带皮瓣的镍钛囊内薄膜植入物用于动脉瘤治疗

颅内动脉瘤是在脑血管中形成的异常的球状结构。它们破裂的风险很高，可能导致严重的并发症。有效的动脉瘤治疗包括减少动脉瘤囊内的血流量。卷取是一种有效的动脉瘤囊闭塞方法。然而，宽颈动脉瘤与并发症有关，因为大的颈部很难将线圈安全地保留在动脉瘤囊中。这一挑战可以通过使用线圈辅助植入物来克服。这种额外的支持避免了线圈迁移到母动脉的风险，避免了缺血性中风等并发症。本研究介绍了一种新颖的，利用微机电系统（MEMS）技术制造的线圈辅助植入物设计，该设计在设计和原型制作方面提供了更高的自由度。该设计包含一个稳定的机械骨干，带有可移动的薄皮瓣，允许将线圈二次输送到动脉瘤囊中。进行力学试验以测量在动脉瘤囊内安全锚定的径向力和评估脉动血流锤击效应的压缩力。此外，使用3d打印动脉瘤模型对新型植入物进行了测试，并与商业编织植入物在体外环境中进行了比较，通过数字减影血管造影了解其流动动力学和卷曲性能。研究结果表明，与编织线圈辅助植入物相比，骨干/皮瓣设计具有更高的机械稳定性，从而提高了有效性。此外，通过移动皮瓣可以卷绕，突出了推进脑动脉瘤治疗的潜力。

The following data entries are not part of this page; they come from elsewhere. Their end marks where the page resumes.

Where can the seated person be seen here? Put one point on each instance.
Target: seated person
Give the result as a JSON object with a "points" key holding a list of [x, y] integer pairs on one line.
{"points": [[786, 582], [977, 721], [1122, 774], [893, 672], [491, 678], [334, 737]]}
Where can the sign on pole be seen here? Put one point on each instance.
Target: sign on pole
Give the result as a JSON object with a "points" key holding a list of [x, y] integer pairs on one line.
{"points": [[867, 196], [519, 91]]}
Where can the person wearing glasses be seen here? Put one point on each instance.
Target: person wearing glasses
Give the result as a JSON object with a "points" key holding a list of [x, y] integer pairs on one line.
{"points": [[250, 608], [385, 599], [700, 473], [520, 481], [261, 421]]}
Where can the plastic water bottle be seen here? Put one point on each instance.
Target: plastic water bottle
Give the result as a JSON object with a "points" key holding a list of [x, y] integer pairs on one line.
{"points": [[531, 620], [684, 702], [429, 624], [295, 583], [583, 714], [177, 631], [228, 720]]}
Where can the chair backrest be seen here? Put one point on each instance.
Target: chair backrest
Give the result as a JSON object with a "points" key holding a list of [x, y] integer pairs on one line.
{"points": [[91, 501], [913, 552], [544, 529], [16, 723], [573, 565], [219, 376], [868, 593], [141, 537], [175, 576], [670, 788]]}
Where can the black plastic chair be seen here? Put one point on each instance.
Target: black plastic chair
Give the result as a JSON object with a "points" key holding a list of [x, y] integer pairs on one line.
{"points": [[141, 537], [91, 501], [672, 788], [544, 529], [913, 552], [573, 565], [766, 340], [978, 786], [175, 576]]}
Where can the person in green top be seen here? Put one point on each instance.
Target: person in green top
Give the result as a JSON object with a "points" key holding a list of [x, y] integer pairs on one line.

本文章由计算机程序翻译，如有差异，请以英文原文为准。

求助全文

约1分钟内获得全文求助全文

来源期刊

Materials Science & Engineering C-Materials for Biological Applications 工程技术-材料科学：生物材料

CiteScore

17.80

自引率

0.00%

发文量

501

审稿时长

27 days

期刊介绍： Biomaterials Advances, previously known as Materials Science and Engineering: C-Materials for Biological Applications (P-ISSN: 0928-4931, E-ISSN: 1873-0191). Includes topics at the interface of the biomedical sciences and materials engineering. These topics include: • Bioinspired and biomimetic materials for medical applications • Materials of biological origin for medical applications • Materials for "active" medical applications • Self-assembling and self-healing materials for medical applications • "Smart" (i.e., stimulus-response) materials for medical applications • Ceramic, metallic, polymeric, and composite materials for medical applications • Materials for in vivo sensing • Materials for in vivo imaging • Materials for delivery of pharmacologic agents and vaccines • Novel approaches for characterizing and modeling materials for medical applications Manuscripts on biological topics without a materials science component, or manuscripts on materials science without biological applications, will not be considered for publication in Materials Science and Engineering C. New submissions are first assessed for language, scope and originality (plagiarism check) and can be desk rejected before review if they need English language improvements, are out of scope or present excessive duplication with published sources. Biomaterials Advances sits within Elsevier''s biomaterials science portfolio alongside Biomaterials, Materials Today Bio and Biomaterials and Biosystems. As part of the broader Materials Today family, Biomaterials Advances offers authors rigorous peer review, rapid decisions, and high visibility. We look forward to receiving your submissions!